L’idée selon laquelle la faible progression des salaires serait la conséquence d’une mauvaise répartition de la valeur ajoutée, ne suffit donc pas à expliquer ni à justifier ce phénomène. Néanmoins, force est de constater que les salaires progressent moins vite que dans les années 1970. Je reviendrai donc sur cette problématique en suspens dans le cadre de la prochaine chronique…


Il est à craindre que ce qui a été sacrifié, c’est la part des investissements. Cela serait certainement bien plus sensible dans les grandes entreprises, qui ont vu la part dévolue aux actionnaires augmenter.
Une autre chose aussi, dont il n’est pas parlé ici (peut-être dans les deux autres articles) ? Dans l’éventail des salaires, on assiste à un écrasement des plus basses rémunération, couplé avec une envolée des très gros salaires et des avantages donnés aux dirigeants de grandes entreprises. Cet équilibre du total rémunéré est ainsi faussé par sa répartition.

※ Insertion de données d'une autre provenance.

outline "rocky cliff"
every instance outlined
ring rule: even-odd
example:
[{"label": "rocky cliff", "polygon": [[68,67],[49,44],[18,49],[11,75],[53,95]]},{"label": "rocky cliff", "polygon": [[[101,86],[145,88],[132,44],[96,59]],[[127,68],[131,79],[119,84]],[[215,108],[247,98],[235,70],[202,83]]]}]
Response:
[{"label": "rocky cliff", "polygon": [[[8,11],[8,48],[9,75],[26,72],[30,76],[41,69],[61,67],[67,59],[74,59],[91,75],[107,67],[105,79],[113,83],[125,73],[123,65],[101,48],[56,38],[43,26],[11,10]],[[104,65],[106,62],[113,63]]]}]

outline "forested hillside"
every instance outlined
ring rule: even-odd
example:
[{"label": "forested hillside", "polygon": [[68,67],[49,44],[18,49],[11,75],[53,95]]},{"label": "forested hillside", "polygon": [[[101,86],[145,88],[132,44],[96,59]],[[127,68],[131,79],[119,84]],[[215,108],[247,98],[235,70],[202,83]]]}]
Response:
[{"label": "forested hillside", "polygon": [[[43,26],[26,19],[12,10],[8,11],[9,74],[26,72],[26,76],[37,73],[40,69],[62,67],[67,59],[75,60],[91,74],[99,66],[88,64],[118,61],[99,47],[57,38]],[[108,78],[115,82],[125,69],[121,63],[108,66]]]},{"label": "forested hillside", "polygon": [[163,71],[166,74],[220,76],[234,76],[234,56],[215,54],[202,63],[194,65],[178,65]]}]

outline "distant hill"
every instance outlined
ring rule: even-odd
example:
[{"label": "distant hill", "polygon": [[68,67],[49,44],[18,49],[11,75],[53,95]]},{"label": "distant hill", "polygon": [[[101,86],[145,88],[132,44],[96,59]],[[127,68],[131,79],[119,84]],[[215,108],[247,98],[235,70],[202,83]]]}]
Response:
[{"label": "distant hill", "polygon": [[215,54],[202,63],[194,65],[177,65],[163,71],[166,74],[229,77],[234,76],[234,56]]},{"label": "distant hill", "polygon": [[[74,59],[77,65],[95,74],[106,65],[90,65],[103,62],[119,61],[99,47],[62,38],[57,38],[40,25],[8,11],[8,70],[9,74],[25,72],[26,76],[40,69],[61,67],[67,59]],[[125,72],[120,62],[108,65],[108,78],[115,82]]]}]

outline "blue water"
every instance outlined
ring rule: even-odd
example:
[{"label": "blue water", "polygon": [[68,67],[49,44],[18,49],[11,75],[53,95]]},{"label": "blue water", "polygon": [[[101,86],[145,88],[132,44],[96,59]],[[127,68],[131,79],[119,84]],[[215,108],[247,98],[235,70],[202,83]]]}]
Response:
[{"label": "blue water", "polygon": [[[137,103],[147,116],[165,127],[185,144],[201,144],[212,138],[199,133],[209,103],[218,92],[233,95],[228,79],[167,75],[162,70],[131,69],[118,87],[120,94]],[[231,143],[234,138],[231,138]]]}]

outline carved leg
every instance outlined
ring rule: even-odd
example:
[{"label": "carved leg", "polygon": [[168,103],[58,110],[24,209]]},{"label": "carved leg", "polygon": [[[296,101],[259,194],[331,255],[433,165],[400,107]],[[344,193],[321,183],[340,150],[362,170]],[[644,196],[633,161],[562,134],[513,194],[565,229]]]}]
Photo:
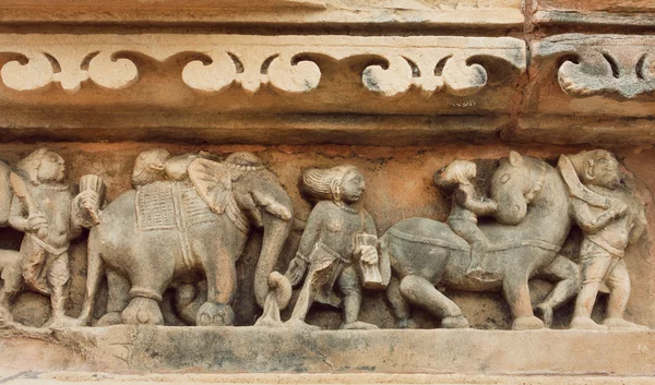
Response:
[{"label": "carved leg", "polygon": [[207,278],[207,301],[195,317],[198,326],[229,326],[235,323],[231,303],[237,287],[235,258],[223,248],[203,257]]},{"label": "carved leg", "polygon": [[598,325],[592,320],[592,311],[594,310],[594,303],[596,303],[598,289],[600,288],[600,284],[603,282],[610,264],[611,255],[604,251],[583,256],[583,281],[580,293],[575,299],[575,310],[570,326],[572,329],[607,329],[607,326]]},{"label": "carved leg", "polygon": [[544,322],[537,318],[532,310],[527,274],[505,276],[502,281],[502,290],[514,316],[513,330],[544,328]]},{"label": "carved leg", "polygon": [[401,279],[400,290],[409,302],[441,316],[441,327],[468,327],[468,321],[462,315],[462,310],[427,279],[408,275]]},{"label": "carved leg", "polygon": [[647,326],[639,325],[623,320],[628,299],[630,298],[630,277],[626,267],[626,261],[619,260],[615,268],[606,279],[609,288],[609,301],[607,302],[607,318],[604,325],[610,329],[619,330],[648,330]]},{"label": "carved leg", "polygon": [[558,255],[539,275],[540,278],[555,282],[555,287],[535,312],[541,316],[546,327],[552,325],[552,311],[572,299],[580,288],[580,270],[569,258]]},{"label": "carved leg", "polygon": [[340,274],[336,285],[344,293],[344,322],[342,329],[377,329],[378,326],[357,321],[361,308],[361,287],[355,267],[348,266]]},{"label": "carved leg", "polygon": [[2,289],[0,289],[0,325],[13,324],[11,300],[23,288],[21,254],[12,250],[0,251],[2,262]]},{"label": "carved leg", "polygon": [[88,255],[86,256],[88,264],[86,269],[86,297],[84,298],[82,313],[80,313],[80,317],[78,318],[81,325],[88,325],[93,317],[96,294],[103,279],[103,273],[105,272],[105,263],[100,254],[92,246],[91,242],[94,242],[94,240],[90,239],[88,242]]},{"label": "carved leg", "polygon": [[398,278],[391,277],[386,287],[386,299],[391,304],[391,310],[397,321],[398,328],[418,328],[416,321],[412,320],[412,306],[409,302],[401,294],[401,281]]},{"label": "carved leg", "polygon": [[122,323],[121,313],[130,302],[130,281],[118,273],[107,270],[107,314],[103,315],[95,326],[110,326]]}]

Bel exposé. C’est clair et bien argumenté. En France, on a globamement toujours eu une part plus importantes sur les salaires au détriment du capital.
Intéressant
@ babelouest : cet article montre qu’il faut se méfier des intuitions, de plus il est ici question des sociétés non financières alors que je suis sûr que vous pensez beaucoup aux patrons des banques…
@babelouest
i) La part de l’investissement n’est pas encore abordée, cela relève de l’utilisation du profit. Mais effectivement elle a quelque peu diminué. Cela doit être rapproché du développement des sources de financement externe.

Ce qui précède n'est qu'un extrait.